= Ernesto Palacio =

Peruvian tenor

Ernesto Palacio (born October 19, 1946) is a Peruvian tenor associated with Rossini, Donizetti, and Mozart roles. He is often characterised as a tenore di grazia.

Palacio studied theology and served as the Vice Consul of Peru in Milan before turning to music. While in Milan, he began vocal studies under Vladimiro Badiali and Renato Pastorino. After winning the first prize in the "Voci Nuovi Rossiniane" competition organised by RAI in 1972, he made his debut on radio as Lindoro in L'italiana in Algeri.

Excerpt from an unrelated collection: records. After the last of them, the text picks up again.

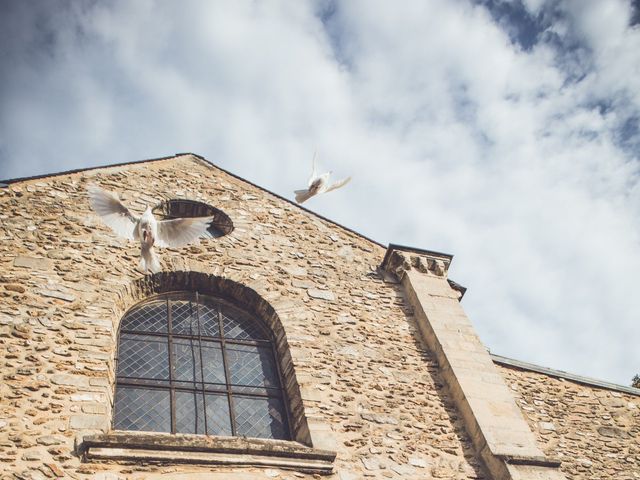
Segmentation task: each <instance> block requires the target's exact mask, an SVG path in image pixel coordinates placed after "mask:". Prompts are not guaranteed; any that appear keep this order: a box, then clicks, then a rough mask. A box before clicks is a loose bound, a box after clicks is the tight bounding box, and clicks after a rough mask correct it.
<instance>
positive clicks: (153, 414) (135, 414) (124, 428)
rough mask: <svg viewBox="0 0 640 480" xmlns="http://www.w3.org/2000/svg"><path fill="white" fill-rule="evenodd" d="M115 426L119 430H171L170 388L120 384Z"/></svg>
mask: <svg viewBox="0 0 640 480" xmlns="http://www.w3.org/2000/svg"><path fill="white" fill-rule="evenodd" d="M115 410H116V412H117V415H116V417H115V422H114V427H115V428H117V429H119V430H137V431H146V432H171V415H170V414H171V403H170V400H169V390H156V389H147V388H133V387H128V386H127V387H125V386H120V387H118V389H117V390H116V402H115Z"/></svg>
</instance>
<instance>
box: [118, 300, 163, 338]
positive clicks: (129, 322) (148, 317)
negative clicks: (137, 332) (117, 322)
mask: <svg viewBox="0 0 640 480" xmlns="http://www.w3.org/2000/svg"><path fill="white" fill-rule="evenodd" d="M120 329H121V330H129V331H136V332H157V333H160V332H166V331H167V302H166V300H156V301H152V302H149V303H146V304H145V305H144V306H143V307H139V308H136V309H134V310H132V311H131V312H129V313H127V315H125V317H124V318H123V319H122V325H121V326H120Z"/></svg>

He performed across Italy, including at La Scala in Milan and the Teatro di San Carlo in Naples. He also appeared at the Royal Opera House in London, the Aix-en-Provence Festival, as well as venues in North and South America, including the Metropolitan Opera in New York, opera houses in Houston and Dallas, and the Teatro Colón in Buenos Aires.

Palacio appears on a number of recordings, notably in L'italiana in Algeri with Marilyn Horne and Maometto II with June Anderson and Samuel Ramey, both under Claudio Scimone.

In 2024, Palacio was nominated for a Grammy Award in Best Opera Recording, for the album Rossini: L'italiana In Algeri. In recent years, he has worked as a vocal coach and artist manager, notably, mentoring Juan Diego Flórez.